Now? After all the reading I’ve done?
It’s almost taken all the joy out of eating.
ALMOST.
You’re trying to tell me that I can no longer store the leftover spaghetti sauce in the Cool Whip container we saved?
My whole life has been a lie.
Back in the day, when I worked at Citizens Bank Cochran, when my coffee got cold, I’d put that styrofoam sucker into the microwave on full blast for 47 seconds.
When I showed up to ball practice, I would get one of the 57 plastic water bottles that had been rolling around in the floorboard, baking in the white Impala underneath the Georgia sun, and fill it up.
Honestly? I think there are just too many microplastics wedged in my brain by this point for me to make much of a difference.
I think I am too far gone to care, but STILL I read these stupid health books, and STILL I check these stupid ingredient lists, and STILL I try to buy organic cabbage.
Running (And getting closer to the Lord in the Process)
The only time I really ‘worked out’ was when I was getting ready for GCSU Homecoming my senior year.

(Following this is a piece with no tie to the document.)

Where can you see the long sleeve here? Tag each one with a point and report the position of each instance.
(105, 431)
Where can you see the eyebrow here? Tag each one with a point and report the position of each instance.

Objective #1 (really, Objective #Only): Do not let your tummy spill forth from the cut-out at the waist.
That’s it. I worked out for a month and a half to make sure I avoided that scene.
I did. So, naturally, I quit working out.
What I did do just a little bit was running.
All I ever really did was a few miles in college to prepare for a 5k that we would run as a family.
And get this: this 5K was for Mothers Day.
If there was ever a moment in our family history when we earned a spot on a reality show, it was that day.
The nuclear Meadows family was a disaster then, and we are still a disaster now.
But, again: WE ARE A GOOD TIME.
At any rate, that running was- again- a one time thing.
Now, I run without being chased or having a coach scream at me: that is to say, I run now of my own volition.
I think running is so stupid, and I hate it, but I also kind of like it, and at the end, I always whisper, “Thank You, Jesus,” because I did the impossible.
And, really, how odd that I would do something of that nature in my free time.
It’s DYING IN MOTION.
This I believe:
Change is a good thing. And I am one odd human being.